Tara Jane O'Neil | Music | Pittsburgh | Pittsburgh City Paper

Tara Jane O'Neil

You Sound, Reflect
Touch and Go

Tara Jane O'Neil makes unsettling ambient lullabies for people who would otherwise hate ambient lullabies. Unlike such Prozac music -- featuring the soothing sounds of synthesizer effect no. 74 or a guitar-facing twit rapturously working his effects pedal -- Tara Jane O'Neil is D.I.Y. rock of choice for the defiantly introverted.

 

O'Neil earned her indie post-rock points by helping to invent it, playing with Rodan and Retsin and The Sonora Pine, even appearing in a movie about Louisville punks called Half-Cocked. This is her fourth solo album, though she's also appeared on other people's records, including Papa M's Whatever, Mortal and drumming on Sebadoh's Bakesale back in '94. For all that, she's also a painter of images that resemble her music: odd, exacting and weirdly intimate.

 

Another artist, modernist sculptor Louise Nevelson, said, "A whisper can be stronger, as an atom is stronger, than a whole mountain." Of her own work, Nevelson added, "True strength is delicate." And while some bear weight and others vaporize like half-glimpsed ghosts, O'Neil's best songs are like Nevelson's sculptures: delicate but not dainty. The surfaces of these songs are supple, with the structure slowly revealed, like bones beneath flesh. Safely sheltered in her painstaking constructions, O'Neil gradually builds intensity.

 

Like any good introvert, O'Neil plays most of the instruments herself -- her trademark banjo, as well as guitar, bass and others.

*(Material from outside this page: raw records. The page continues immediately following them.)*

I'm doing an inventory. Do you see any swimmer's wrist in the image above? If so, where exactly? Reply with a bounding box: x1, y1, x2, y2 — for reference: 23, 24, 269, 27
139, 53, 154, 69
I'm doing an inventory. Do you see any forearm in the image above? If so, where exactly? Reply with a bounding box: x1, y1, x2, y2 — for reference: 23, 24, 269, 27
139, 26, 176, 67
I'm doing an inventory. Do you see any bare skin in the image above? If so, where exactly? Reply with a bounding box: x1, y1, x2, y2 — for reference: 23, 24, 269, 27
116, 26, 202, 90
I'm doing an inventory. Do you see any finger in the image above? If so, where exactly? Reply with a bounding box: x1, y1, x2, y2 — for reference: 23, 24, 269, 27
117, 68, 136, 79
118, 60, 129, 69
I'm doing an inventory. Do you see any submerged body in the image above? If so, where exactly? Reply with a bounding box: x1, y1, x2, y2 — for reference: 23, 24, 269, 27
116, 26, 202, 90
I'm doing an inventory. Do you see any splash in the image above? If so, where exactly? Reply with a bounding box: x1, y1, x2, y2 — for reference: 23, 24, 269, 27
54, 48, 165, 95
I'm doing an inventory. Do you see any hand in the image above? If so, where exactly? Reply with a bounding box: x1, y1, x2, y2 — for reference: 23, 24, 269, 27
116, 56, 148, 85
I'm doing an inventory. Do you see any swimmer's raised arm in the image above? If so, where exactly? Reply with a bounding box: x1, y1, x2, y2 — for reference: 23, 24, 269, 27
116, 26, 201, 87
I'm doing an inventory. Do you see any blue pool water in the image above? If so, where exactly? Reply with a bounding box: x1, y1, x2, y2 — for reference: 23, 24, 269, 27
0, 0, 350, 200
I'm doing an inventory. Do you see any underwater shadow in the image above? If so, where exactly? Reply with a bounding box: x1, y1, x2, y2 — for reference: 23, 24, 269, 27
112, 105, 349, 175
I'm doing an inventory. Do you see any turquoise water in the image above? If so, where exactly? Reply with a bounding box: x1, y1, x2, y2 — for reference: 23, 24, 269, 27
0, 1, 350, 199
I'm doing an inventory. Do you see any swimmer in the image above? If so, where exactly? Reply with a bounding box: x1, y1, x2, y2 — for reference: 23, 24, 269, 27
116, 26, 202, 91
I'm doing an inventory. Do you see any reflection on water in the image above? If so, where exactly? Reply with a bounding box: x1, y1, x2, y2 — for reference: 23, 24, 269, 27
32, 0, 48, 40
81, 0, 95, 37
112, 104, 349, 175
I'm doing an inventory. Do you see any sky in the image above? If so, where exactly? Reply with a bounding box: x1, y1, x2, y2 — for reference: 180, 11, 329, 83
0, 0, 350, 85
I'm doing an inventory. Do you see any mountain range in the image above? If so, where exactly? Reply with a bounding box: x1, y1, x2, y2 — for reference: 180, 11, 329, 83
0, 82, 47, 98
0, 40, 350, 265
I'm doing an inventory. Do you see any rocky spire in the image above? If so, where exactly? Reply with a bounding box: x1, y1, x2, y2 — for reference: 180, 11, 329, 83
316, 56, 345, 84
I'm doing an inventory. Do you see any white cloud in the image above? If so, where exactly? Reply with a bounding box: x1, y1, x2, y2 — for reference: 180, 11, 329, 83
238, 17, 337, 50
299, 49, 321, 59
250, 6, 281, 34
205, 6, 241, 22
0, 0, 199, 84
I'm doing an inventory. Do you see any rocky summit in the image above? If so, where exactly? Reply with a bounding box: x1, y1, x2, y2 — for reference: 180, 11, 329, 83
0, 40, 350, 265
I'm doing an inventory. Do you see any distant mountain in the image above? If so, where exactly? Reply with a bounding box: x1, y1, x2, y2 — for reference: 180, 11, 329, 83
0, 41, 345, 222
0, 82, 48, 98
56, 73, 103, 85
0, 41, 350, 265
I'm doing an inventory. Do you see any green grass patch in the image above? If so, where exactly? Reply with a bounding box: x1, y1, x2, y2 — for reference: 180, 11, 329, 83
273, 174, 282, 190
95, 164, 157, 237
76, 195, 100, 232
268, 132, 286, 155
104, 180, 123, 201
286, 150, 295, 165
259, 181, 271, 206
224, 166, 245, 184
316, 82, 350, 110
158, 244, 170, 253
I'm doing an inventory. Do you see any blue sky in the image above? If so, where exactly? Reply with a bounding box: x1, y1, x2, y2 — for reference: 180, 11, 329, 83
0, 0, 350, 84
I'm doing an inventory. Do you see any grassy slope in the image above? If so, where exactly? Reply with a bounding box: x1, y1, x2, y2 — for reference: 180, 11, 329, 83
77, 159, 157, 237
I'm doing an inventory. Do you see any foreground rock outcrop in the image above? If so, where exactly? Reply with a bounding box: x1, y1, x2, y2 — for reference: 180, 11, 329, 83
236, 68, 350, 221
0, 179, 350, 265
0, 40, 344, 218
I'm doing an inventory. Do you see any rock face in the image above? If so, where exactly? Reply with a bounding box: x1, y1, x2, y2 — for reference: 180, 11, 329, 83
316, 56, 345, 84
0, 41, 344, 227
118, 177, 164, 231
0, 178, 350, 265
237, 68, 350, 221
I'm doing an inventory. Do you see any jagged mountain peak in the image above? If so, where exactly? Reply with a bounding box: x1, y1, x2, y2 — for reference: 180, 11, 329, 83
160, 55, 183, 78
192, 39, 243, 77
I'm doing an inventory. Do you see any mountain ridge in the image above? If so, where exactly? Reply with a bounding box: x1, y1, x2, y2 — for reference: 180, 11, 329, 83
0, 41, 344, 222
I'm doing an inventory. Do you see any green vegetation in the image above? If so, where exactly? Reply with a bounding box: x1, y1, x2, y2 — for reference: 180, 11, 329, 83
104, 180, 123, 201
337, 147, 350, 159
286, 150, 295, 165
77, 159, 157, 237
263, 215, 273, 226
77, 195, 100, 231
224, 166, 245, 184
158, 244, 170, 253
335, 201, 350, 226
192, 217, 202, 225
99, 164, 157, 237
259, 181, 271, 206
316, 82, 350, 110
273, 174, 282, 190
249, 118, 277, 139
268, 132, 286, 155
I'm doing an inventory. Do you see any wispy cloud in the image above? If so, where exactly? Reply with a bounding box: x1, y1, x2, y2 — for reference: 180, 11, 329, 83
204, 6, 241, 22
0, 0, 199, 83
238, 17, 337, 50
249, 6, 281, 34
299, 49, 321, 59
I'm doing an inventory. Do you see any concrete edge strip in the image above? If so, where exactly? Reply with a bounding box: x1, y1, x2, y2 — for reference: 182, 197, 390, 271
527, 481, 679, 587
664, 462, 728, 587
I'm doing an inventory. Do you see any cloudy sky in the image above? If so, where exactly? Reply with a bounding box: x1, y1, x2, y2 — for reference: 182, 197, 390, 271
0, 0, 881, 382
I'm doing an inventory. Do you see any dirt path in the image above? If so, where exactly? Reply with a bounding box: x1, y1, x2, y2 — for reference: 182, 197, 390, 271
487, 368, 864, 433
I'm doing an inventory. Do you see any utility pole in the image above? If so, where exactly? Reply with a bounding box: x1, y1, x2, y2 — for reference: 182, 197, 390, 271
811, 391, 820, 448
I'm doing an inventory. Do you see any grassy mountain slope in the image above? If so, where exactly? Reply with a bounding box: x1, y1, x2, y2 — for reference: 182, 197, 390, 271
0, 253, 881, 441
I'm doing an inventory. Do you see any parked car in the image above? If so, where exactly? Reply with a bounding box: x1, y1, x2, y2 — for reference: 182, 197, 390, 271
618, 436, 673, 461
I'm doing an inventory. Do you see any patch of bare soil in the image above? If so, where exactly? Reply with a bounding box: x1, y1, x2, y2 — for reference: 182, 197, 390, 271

Among the handful of collaborators, Nora Danielson's low, anguished violin stands out -- especially on the surprisingly catchy "Howl" -- divining a style somewhere between classical themes-and-variations and Appalachia-tinted choruses.

 

In keeping with this vaguely traditional sound, there're a lot of rocking, see-sawing rhythms on You Sound, Reflect, recalling the strong patterns and repetitions in old British and mountain ballads -- or maybe just the good old Velvet Underground. In these songs, there's the subtlest of changes as the repetition settles in disturbingly, as if it were always there.

 

O'Neil also unsettles with inverted arrangements: TJO's voice -- softly mouthing the melody -- floats placidly above, while the violin and electric guitar played at the bottom of their ranges sing out vivid harmonies. All of this is then undercut with a driving pace, as on "Take the Waking" and "Famous Yellow Belly."

 

There's great rock, too, in spirit if not volume: "Famous Yellow Belly" is my favorite, with its propulsive drumbeat. "A Snapshot" is well done, too, and could speak for whole TJO project, moving from serenade, to breath-catching crescendo, to a Sleater-Kinney-esque indictment/threat in which I think she's saying: "And this is how you lied to me ... And this is where you run from me."

 

Given O'Neil's reputation for sometimes meandering among her own subtleties, I personally liked that about two-thirds of the pieces are well-realized songs: gauzy gothic folk, mathy discombobulance or abstracted rock; the others are haunting but ephemeral, unresolving interludes, which don't quite satisfy but serve to shift the scene.

 

Rather than the hardy traditional music it alludes to or the in-the-know post-rock that's its peer, the moods on You Sound, Reflect are urgent yet austere within a self-sufficient world. Vocal intonations are new shapes in the clouds, an unsettling lyric a chilly shadow and each entering instrument a station of the sun. The finale is the disc's prettiest track: "Tea Is Better Than Poison," a sparse dusky melody with a golden banjo coda. Deep inside her creation, O'Neil sometimes speaks but always evokes.